Judged by bounce-impresarios, Big Freedia and Sissy Nobby, the competition was presented by One Million Square Feet of Culture (1MSQFT). Backed by Microsoft and Windows, the initiative, "offers physical space to cultural partners and their creative communities to support the creation of new work in film, dance, music, food, art, and fashion."

To date, 1MSQFT has programmed nearly 60,000 square feet of culture at festivals like Art Basel Miami, The Sundance Film Festival and New York Fashion Week. At New Orleans Jazz Fest, the plan was to program 35,533 square feet of music, dance and fringe culture in collaboration with non-profit arts organization, New Orleans Airlift.

"Fringe" was clearly the operative word as legions of bounce-experts and vogue-virtuosos gathered to witness the wildest post-Jazz Fest event of the fortnight. Sharks vs. Jets, Hatfield vs McCoy, Kramer vs.

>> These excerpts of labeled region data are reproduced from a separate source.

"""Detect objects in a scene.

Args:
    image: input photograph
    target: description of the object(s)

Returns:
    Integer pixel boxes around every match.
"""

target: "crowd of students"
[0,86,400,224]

Kramer; other rivalries paled in comparison to this dance-floor donnybrook.

"It was very interesting," said Big Freedia afterwards. "I think they all went hard."

The competition was made up of pros, amateurs and others who simply imbibed enough to have an inflated opinion of their own bounce prowess. Regardless of the motives behind the moves, the crowd greeted each with rabid enthusiasm.

Clad in hot pants, '80s fitness gear, fishnets, sheer one-pieces, masks, a Harlequin outfit and many, many fluorescent accents, the adversaries performed actions that required flexibility, self-confidence and highly dexterous posteriors.

"Bouncing is part of the culture," said New Orleans native and bounce representative, Leslie Foster. "It stems from the music."

Some instruction was offered the day prior when a handful of the night's more veteran performers offered guidance at a bounce seminar. "They taught us how to wiggle and wobble and do all that stuff," explained Foster.

Categories were loosely defined, but included Voodoo Lady, Mr. Jazzman, a Razzle Dazzle concept (which was explained as having something to do with a PayLess ShoeSource slogan), Bizarre and one that asked participants to recreate their favorite exhibit from the wax museum - a harder ask due to the breakneck, acrobatic bounce/vogue movements.

In the end bounce prevailed and champs were crowned in each category. The night evolved into a dance party with much novice bouncing and vogueing propelled by the open bar. While the event was anything but static, considering the location, a wax tableaux depicting the historic revelry must be forthcoming.